Alan Robertson alanr@bell-labs.com
Tue, 26 Oct 1999 19:07:14 -0600


Hi Bill,

Thanks for giving heartbeat a try!

> Subject: Heartbeat Problem
> Date: Tue, 26 Oct 1999 15:15:29 -0500
> From: Bill Bacher <bill_bacher@inlet.com>
> 
> Alan,
> 
> We're testing Heartbeat on two machines. Both run Apache Web Servers, and the
> intent is they will offer up the same content, load sharing by IP address only.
> We're using heartbeat to have one carry the full load if the other should die
> for some reason. Both are configured to take over for the other under heartbeat
> control.

OK.  This should work out fine, as long as you have your own mechanism for
synchronizing your web servers data.


> We've tried heartbeat 0.4.5 and 0.4.5a and have seen a strange problem with both
> versions. We're seeing the IP address being re-assigned to the other machine
> without being under heartbeat control. With version 0.4.5, we stopped heartbeat
> altogether and still saw the IP addresses shifting between the two machines.
> Running 0.4.5a today, we're seeing IP transfers but nothing is showing up in the
> heartbeat logs indicating it is controlling things. It's almost as if the fake
> part is running on its own.

What do you mean by shifting on it's own?  Do you mean it's showing up in
ifconfig?
Can you do an ifconfig, save the output, and do another one later, and it has
changed without showing up in the heartbeat (ha-log/ha-debug) logs?
 
> We're running Red Hat 6.0, Kernel 2.2.5-15smp on Dell servers with dual Pentium
> II processors. We installed from the rpm.

Glad somebody does ;-)
 
> Any idea what might be going on? In one of your postings you mention looking at
> 4 logs. What can we be watching besides ha-log, ha-debug, and messages?

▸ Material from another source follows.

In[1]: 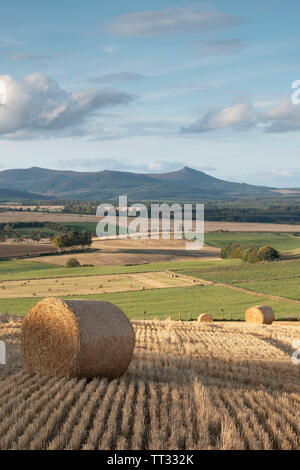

Two logs * two machines = 4 logs :-)
> 
> Thanks in advance for your assistance.

This is a new one.  If you've installed the "fake" package, you shouldn't have. 
Heartbeat does it all...

Assuming that's not the case...

I have no idea where this might be happening, so I'll tell you a little about
what is going on so you can verify what part our code might have in it...

Everything related to IP address takeover and giveback takes place in
/etc/ha.d/resource.d/IPaddr.  If it didn't happen there, then heartbeat didn't
do it.

In general, all resource scripts look a lot like /etc/rc.d/init.d
startup/shutdown scripts, except some of them (notably IPaddr) require another
argument.  When you start up apache, you do this: /etc/rc.d/init.d/httpd start. 
To take over an IP address, you do this: /etc/ha.d/resource.d/IPaddr ip-address
start.  To give it up, you do the same thing with "stop" instead of "start". 

If you look at the funciton ip_start(), you'll see that every time we take over
an IP address, a message "INFO: ifconfig...", and a message "Sending Gratuitous
Arp for ..." should occur EVERY time we take over an IP address.  If these don't
occur, then there is an extremely high probability that we didn't perform an IP
address takeover.

Exactly what did happen to you is harder to say...  But it seems unlikely that
we did the dirty deed.

Please let us know what you find out.

	Thanks!!

	-- Alan Robertson
	   alanr@bell-labs.com